Persönliche Zeugnisse von Betroffenen scheinen in den bisher beschriebenen Beiträgen des Heftes immer wieder auf. In der Rubrik „Erfahrungen“ schließen sich nun aber zwei sehr persönlich gehaltene Einschätzungen von Menschen an, die wohl nicht auf Dauer, aber doch für längere Zeit in einem fremden Land ihren Lebensmittelpunkt haben. Zu Wort kommen der aus Serbien stammende und in Deutschland lebende Student Pavle Aničić und der aus Deutschland stammende und in Polen lebende Journalist und Autor Uwe von Seltmann. Ähnlich und doch wieder anders ist die Erfahrung von Migranten in der Fremde, wenn sie literarisch verarbeitet wird. Dies geschieht im Essay „Der neue Mieter“ des serbischen Schriftstellers Bora Ćosić, der im sechzigsten Lebensjahr seine Heimat verließ und seit vielen Jahren in Berlin lebt.
Etwas außerhalb des Schwerpunkts und doch mit ihm verbunden steht das Interview, das Thomas Bremer mit Prälat Dr. Nikolaus Wyrwoll über das Ostkirchliche Institut Regensburg geführt hat. Diese Einrichtung hat in den vergangenen Jahrzehnten zahlreichen Studenten aus dem ostkirchlichen Raum zu fruchtbaren Kontakten zur westkirchlichen Tradition verholfen und ist damit zu einem wichtigen Brückenbauer zwischen Ost und West geworden.
Einige Literaturhinweise runden das Heft ab.

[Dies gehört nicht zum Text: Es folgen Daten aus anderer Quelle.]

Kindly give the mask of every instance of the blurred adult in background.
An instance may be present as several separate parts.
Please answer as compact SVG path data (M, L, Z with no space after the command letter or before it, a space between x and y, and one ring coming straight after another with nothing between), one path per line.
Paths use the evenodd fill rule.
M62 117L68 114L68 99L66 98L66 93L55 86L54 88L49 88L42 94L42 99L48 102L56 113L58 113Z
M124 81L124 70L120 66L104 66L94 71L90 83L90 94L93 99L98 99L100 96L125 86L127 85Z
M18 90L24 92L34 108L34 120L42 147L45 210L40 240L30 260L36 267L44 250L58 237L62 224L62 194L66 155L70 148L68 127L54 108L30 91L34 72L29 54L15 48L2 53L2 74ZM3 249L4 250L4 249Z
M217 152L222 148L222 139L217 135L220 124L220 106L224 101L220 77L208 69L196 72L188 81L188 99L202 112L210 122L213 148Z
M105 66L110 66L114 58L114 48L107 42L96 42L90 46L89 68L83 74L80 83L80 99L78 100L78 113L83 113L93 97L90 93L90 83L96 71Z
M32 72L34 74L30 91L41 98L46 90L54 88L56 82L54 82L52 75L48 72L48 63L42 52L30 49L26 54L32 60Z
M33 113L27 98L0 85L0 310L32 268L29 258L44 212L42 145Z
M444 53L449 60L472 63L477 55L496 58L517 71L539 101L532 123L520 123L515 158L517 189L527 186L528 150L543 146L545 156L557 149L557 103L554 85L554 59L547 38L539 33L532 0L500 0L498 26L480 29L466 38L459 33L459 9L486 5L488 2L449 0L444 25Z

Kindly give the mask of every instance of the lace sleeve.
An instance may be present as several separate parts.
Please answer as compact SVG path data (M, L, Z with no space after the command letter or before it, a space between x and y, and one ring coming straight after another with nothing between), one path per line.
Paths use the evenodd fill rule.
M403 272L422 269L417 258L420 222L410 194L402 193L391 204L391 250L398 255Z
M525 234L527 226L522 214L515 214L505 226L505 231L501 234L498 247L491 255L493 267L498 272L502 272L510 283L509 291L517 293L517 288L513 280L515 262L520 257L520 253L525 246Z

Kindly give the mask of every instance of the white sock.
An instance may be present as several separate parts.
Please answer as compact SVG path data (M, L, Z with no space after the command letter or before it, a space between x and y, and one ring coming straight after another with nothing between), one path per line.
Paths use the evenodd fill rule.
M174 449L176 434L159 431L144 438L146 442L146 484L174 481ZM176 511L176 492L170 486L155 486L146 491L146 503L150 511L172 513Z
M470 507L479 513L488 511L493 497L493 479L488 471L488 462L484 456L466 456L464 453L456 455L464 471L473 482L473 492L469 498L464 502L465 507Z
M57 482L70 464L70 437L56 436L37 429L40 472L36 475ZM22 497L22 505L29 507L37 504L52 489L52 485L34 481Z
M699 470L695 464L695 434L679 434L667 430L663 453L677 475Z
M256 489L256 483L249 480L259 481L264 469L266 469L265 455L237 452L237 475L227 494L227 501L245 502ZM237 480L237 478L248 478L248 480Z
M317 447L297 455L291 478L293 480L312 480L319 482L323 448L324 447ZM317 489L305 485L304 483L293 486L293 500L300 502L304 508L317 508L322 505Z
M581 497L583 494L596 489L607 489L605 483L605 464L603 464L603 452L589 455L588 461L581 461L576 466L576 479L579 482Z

Ein Hinweis auf das nächste Heft: Im Mai 2013 wird Heft 2 erscheinen, das dem Schwerpunkt „Hafenstädte in Mittel- und Osteuropa“ gewidmet sein wird. Neben einem einführenden Beitrag zur Bedeutung von Hafenstädten für die Kultur- und Wirtschaftsgeschichte wird das Heft neun Hafenstädte vorstellen, darunter Riga, Triest, Odessa und Archangelsk.